E’ il primo Ccnl in Italia che riconosce e tutela il costruttore e manutentore di piscine

Durante la due giorni di Piscina19 al Palacongressi di Rimini è stato presentato il primo, storico Ccnl disciplinante il rapporto di lavoro tra aziende e lavoratori che si occupano di installazione e manutenzione sotto ogni aspetto di piscine pubbliche e private, coperte e scoperte.

I firmatari del contratto collettivo sono Conflavoro Pmi presieduta da Roberto Capobianco e Fesica Confsal del segretario generale Bruno Mariani, sotto l’egida di Confsal del segretario generale Angelo Raffaele Margiotta. Nella stesura del Ccnl è stato fondamentale l’apporto di Professione AcquaNET, realtà leader del settore e aderente a Conflavoro Pmi.

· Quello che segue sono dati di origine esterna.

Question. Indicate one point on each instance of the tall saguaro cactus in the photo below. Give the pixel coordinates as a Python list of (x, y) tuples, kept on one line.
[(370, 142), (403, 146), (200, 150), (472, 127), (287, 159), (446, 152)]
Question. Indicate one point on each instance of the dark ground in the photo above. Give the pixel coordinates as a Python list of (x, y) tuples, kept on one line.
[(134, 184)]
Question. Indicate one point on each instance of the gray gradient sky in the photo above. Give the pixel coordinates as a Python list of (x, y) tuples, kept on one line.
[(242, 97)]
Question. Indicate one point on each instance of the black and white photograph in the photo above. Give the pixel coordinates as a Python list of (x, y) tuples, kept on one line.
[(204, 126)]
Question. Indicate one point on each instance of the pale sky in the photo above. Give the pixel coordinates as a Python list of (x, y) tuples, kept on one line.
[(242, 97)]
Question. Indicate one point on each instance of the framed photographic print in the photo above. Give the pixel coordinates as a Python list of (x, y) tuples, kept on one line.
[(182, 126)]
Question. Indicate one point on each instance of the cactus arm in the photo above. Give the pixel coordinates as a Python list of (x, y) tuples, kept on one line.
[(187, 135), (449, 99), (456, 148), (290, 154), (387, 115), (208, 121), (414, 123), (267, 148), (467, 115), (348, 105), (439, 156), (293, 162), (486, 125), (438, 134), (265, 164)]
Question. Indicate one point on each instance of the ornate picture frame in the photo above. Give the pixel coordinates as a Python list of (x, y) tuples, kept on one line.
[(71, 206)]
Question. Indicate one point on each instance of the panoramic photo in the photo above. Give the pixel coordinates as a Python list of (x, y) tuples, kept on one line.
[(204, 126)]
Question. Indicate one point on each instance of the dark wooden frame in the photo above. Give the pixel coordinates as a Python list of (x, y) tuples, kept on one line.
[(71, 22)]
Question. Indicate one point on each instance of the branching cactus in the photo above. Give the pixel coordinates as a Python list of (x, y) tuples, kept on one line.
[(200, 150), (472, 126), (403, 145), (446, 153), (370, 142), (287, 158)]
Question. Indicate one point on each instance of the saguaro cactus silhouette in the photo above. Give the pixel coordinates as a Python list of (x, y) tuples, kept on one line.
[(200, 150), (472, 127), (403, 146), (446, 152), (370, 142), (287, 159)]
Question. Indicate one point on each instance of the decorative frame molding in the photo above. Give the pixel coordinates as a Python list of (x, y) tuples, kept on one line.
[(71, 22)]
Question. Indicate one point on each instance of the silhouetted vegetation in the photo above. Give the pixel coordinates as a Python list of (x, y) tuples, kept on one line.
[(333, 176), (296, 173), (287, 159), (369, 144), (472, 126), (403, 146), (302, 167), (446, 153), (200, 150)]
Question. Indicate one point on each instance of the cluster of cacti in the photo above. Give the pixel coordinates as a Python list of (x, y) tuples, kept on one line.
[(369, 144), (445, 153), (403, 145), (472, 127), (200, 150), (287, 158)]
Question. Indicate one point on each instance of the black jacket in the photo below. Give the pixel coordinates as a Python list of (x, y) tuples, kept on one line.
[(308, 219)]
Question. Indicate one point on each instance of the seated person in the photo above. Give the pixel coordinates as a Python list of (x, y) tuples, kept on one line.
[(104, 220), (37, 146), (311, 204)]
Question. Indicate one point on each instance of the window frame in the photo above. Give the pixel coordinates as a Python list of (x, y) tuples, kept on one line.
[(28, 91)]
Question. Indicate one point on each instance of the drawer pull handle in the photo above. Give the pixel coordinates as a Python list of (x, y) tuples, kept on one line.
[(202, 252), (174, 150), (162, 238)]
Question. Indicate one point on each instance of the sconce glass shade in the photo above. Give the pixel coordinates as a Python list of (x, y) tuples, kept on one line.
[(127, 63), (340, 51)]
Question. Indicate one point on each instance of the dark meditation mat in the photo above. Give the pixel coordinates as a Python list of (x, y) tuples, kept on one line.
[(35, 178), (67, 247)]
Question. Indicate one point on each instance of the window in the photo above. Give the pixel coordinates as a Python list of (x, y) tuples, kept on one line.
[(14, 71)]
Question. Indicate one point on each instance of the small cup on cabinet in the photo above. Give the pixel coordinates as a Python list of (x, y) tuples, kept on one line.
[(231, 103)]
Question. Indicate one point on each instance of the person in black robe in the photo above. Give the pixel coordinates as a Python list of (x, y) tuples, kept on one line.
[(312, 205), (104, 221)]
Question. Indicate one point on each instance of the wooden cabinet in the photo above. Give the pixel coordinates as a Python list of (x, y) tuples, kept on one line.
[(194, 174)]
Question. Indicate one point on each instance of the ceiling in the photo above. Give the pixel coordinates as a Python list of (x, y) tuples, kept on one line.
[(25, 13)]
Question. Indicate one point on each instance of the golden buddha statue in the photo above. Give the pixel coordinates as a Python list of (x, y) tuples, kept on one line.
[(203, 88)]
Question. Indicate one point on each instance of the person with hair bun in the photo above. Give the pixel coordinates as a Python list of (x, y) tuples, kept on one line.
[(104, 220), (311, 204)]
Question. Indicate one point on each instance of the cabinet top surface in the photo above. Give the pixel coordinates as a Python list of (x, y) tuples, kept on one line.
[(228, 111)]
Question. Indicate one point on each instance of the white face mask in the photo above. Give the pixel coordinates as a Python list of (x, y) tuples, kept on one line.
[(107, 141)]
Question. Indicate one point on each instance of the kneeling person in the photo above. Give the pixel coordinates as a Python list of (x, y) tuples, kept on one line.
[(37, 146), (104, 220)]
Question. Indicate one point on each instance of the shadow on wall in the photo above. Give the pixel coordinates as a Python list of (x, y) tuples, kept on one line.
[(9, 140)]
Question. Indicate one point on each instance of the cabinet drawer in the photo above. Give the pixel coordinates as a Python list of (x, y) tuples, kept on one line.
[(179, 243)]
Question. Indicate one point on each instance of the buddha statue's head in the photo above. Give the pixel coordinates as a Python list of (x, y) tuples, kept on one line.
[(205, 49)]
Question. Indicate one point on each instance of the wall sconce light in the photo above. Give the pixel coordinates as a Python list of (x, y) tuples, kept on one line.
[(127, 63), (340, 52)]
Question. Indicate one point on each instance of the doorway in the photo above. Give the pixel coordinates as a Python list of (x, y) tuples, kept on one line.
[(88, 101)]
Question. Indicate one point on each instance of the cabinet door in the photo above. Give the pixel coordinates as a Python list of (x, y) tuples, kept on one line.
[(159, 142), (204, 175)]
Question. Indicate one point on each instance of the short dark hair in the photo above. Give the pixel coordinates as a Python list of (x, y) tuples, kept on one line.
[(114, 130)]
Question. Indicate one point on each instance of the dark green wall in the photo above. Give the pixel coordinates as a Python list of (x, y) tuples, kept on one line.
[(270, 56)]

“La firma di questo contratto – afferma Rossana Prola – è un avvenimento storico per il nostro settore. Per la prima volta la figura del costruttore di piscine viene riconosciuta in quanto tale e sarà possibile utilizzare uno strumento realizzato su misura per le esigenze reali degli addetti che operano in questo campo”.

 

I commenti di Fesica Confsal e Conflavoro Pmi

Dalla Confederazione nazionale dei sindacati autonomi dei lavoratori la Fesica, con i suoi massimi vertici Bruno Mariani ed Alfredo Mancini, esprime apprezzamento per l’impegno profuso dalla parti firmatarie ed il ‘concepimento’ di un Ccnl che per la categoria rappresenta un elemento di vera novità del settore. “Questo Ccnl – spiegano i sindacalisti – riesce a coniugare equamente le esigenze dei lavoratori e le necessità del datore di lavoro. Non è la prima volta che con Conflavoro Pmi sigliamo Contratti collettivi nazionali del lavoro che presentano virtuose sicure basi normative per chi lo adotterà e, di garanzia, per chi ne godrà”.

“Siamo estremamente soddisfatti del nuovo contratto collettivo”, sottolinea infine Roberto Capobianco. “Soprattutto perché si occupa finalmente di un settore particolare, che in alcuni casi vive di stagionalità. Un settore delicato, dunque, eppure finora non regolamentato a livello nazionale. Troppo spesso in Italia si dimentica che il mondo del lavoro è molto fluido e sta mutando velocemente come mai prima d’ora. Ciò richiede alle parti sociali la capacità di saper anticipare le esigenze di nuove aziende e lavoratori. Non possono e non devono essere lasciati in balia dell’incertezza. Confidiamo di proseguire il lavoro con Fesica e AcquaNET per sviluppare e migliorare sempre più il quadro del settore con il il Ccnl ‘Piscine’”.